Other causes include surgical removal of the thyroid (for cancer or other conditions), radiation treatment to the neck area, certain medications that suppress thyroid function, and iodine deficiency, which remains a leading cause worldwide but is rare where iodized salt is standard. In some cases, the pituitary gland itself fails to send the right signals to the thyroid, though this is much less common.
How It’s Treated
Treatment replaces the missing hormone with a synthetic version of T4, taken as a daily pill. The standard replacement dose is roughly 1.6 micrograms per kilogram of body weight per day, which works out to about 100 to 125 micrograms for an average-sized adult. Your dose is fine-tuned over several weeks based on follow-up blood tests, since the goal is to bring TSH back into the normal range.
Most people start noticing improvements in energy and mood within two to four weeks, though it can take several months to fully optimize the dose. The medication is taken on an empty stomach, typically first thing in the morning, because food and certain supplements (particularly calcium and iron) can interfere with absorption. For the vast majority of people, treatment is lifelong but straightforward: one pill a day with periodic blood work to confirm the dose is still right.

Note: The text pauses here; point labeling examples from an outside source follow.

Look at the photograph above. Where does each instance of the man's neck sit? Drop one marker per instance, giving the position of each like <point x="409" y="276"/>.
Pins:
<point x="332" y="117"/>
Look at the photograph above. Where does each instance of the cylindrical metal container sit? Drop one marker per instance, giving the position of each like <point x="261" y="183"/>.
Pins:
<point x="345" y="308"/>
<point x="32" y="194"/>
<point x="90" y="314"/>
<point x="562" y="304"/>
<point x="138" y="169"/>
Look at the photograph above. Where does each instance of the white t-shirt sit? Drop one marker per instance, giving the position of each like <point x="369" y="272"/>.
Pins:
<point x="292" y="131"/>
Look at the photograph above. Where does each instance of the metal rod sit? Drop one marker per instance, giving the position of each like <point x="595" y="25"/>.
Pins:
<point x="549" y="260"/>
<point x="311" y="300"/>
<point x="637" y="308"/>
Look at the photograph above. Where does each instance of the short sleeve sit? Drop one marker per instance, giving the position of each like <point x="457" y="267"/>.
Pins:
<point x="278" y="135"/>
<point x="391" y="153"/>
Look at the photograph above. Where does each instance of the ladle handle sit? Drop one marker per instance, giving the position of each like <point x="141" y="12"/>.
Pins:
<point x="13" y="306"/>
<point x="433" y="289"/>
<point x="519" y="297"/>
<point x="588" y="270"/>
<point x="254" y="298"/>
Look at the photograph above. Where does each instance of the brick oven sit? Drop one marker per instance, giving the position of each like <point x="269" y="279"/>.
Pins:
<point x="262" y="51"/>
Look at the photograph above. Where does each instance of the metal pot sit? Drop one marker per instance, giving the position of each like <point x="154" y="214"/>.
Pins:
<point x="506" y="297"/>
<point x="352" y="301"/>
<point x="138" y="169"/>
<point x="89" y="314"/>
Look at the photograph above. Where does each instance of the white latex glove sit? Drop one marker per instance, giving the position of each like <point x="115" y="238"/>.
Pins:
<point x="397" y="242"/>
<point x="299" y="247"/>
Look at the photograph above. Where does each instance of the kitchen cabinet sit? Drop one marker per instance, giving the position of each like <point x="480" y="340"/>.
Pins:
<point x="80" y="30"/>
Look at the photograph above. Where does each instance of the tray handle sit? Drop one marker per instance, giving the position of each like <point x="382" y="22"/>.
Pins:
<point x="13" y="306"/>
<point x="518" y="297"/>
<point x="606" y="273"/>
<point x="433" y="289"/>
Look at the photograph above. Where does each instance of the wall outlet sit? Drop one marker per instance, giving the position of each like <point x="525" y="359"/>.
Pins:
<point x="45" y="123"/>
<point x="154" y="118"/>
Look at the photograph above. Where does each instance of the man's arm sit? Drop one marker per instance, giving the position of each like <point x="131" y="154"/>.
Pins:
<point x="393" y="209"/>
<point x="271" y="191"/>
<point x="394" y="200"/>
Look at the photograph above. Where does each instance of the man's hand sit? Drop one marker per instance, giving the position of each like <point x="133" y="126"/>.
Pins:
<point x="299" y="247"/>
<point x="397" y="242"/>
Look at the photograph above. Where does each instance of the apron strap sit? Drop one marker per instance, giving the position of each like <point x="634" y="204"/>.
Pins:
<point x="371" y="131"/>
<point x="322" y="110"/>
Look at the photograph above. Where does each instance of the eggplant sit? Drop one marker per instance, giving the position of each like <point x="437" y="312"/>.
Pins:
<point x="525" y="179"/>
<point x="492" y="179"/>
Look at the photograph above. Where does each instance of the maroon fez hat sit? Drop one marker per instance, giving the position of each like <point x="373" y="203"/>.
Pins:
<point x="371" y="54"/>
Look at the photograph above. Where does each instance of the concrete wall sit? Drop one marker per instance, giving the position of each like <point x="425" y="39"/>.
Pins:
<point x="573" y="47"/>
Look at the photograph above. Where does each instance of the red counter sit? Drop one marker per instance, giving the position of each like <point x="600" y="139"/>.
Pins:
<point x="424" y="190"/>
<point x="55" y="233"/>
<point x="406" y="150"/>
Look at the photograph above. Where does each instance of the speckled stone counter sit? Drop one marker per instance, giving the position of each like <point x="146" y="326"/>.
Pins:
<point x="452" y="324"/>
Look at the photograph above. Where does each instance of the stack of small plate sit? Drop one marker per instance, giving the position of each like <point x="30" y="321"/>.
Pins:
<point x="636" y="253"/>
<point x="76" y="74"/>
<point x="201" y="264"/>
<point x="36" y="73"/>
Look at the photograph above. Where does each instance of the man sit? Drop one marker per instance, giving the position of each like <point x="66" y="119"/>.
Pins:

When Hypothyroidism Becomes Dangerous
Left untreated for a long time, hypothyroidism can progress to a rare but serious emergency called myxedema crisis. This occurs when the body’s ability to compensate finally collapses, often triggered by an infection, surgery, or stopping thyroid medication abruptly. The hallmarks are dangerously low body temperature, slow heart rate, low blood pressure, and altered consciousness that can progress to coma. Even with hospital treatment, the mortality rate ranges from 30 to 60%.
Myxedema crisis is extremely uncommon and almost exclusively seen in people with severe, long-standing untreated hypothyroidism. For most people, the condition is caught well before this point through routine blood work, and the everyday impacts of fatigue, weight changes, and mood shifts are what prompt the initial visit that leads to diagnosis.